Another section of the post seems to suggest that, while grantmaking continues, the Buffetts’ dreams may have lost steam. “It started to become much more clear to us that our aspiration to foster conditions for a balanced, loving world could not live inside a system built on hierarchy and violence… we’ve learned that to fight this system is to join this system.” But at the end of the post, he says they will carry on funding, “because we believe in the power of our partners’ work and [that], specifically in these times, more funders will come to understand the necessity of this work continuing into the future.”

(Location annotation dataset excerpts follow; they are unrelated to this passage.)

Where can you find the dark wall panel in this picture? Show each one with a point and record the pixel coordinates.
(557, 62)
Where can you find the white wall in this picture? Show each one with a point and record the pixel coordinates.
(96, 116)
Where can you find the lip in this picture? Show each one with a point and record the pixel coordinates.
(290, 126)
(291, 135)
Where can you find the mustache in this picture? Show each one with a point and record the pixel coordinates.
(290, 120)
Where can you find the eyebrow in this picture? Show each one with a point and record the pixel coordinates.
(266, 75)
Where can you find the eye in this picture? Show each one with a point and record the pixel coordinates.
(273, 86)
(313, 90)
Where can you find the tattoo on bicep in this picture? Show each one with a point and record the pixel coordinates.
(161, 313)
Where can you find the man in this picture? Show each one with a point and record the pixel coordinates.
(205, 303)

Yifat Susskind, executive director of MADRE, a current NoVo grantee, says the coronavirus and climate change crises show “the kind of grantmaking that [NoVo] has stood for is more needed than ever; large, multi-year, flexible grants enacted with a commitment to a global feminist perspective… It’s a loss for social justice to see this apparent shift.” She adds that this “is the nature of private philanthropy. Donors have the prerogative to change course quickly. It’s a major vulnerability of the nonprofit sector that we haven’t really solved for.”